When you know that a surgery is going to put you on the mend for several months as an athlete, you often try to see if you can press through it and stay on the field. As a three-star prospect according to 24/7 Sports, Watt wasn’t guaranteed anything in terms of playing time by the coaching staff. He was recruited as an athlete, so he had to make an impression at whatever spot he saw reps at just to get a chance to see the field. Even after battling back from the injury, Watt would end up getting moved from TE where he started his college career to OLB because the options ahead of him were considered better for the team at the time.
The move proved to be lightning in a bottle for Watt as he went on to have a great season in 2016 in his only year starting on defense, like what his older brother J.J. did when he started his career as a TE at Central Michigan before transferring to Wisconsin to play on the defensive line. Still, before he could ever have those visions of grandeur where he dominated on the defensive side of the football to make himself a first-round draft pick, Watt admitted to King that he thought his career was possibly over before it really started.

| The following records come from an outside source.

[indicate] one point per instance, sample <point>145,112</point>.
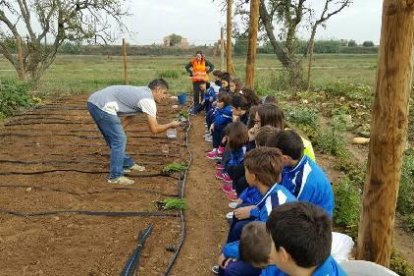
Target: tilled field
<point>58,214</point>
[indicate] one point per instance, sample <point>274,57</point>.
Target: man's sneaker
<point>122,180</point>
<point>134,167</point>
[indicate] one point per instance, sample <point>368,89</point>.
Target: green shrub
<point>405,204</point>
<point>347,206</point>
<point>169,74</point>
<point>13,94</point>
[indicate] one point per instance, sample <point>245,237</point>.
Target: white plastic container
<point>172,133</point>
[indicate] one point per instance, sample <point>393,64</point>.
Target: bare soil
<point>52,158</point>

“Of course,” Watt responded to King when asked if he thought his career was doomed after the injury. “It was a situation where I said, ‘I’m going to get the surgery on the left one so now both are surgically repaired. And if it tears one more time, I’m done. I’m not going to go through this my whole college career’. This sucks having to be on crutches for three months at a time and that was basically when I made the commitment to myself that I was going to dedicate my life to football and trying to be the best player that I could be.”
Often times, we must face our greatest pain in order to develop the resiliency to rise from the adversity we face and become the successful men and women we can become. In the case of T.J. Watt, he found himself an arrow being pulled back on a bow string, being redshirted and having to overcome injury after injury, feeling as if there was no hope for his football career.
However, that tension in the string made Watt resilient and gave him that vision to dedicate himself to the process of rehabbing his way back to be the best player he could. That decision to stick to it despite the adverse conditions was the tension that shot him forward in the analogy of a bow and arrow, developing the dedication and relentless work ethic that made him a starter at OLB for the Badgers, a first-round draft pick by the Pittsburgh Steelers, and eventually a perennial DPOY candidate who just tied the single-season sack record.
So, when you see Watt logging extra reps on the sidelines during training camp or see him busting his butt in the weight room during the offseason, know that it was through much adversity that he has become the player as well as the man that he is today. Pittsburgh is known for being a blue-collar city with hard working people who don’t complain and just do the work. The Rooneys have created their franchise to uphold those characteristics, having guys like Hines Ward and James Harrison play to that standard. T.J. Watt is the next man up from that perspective, and the rest of the team would do well to learn his story and follow his example of a player that never quit.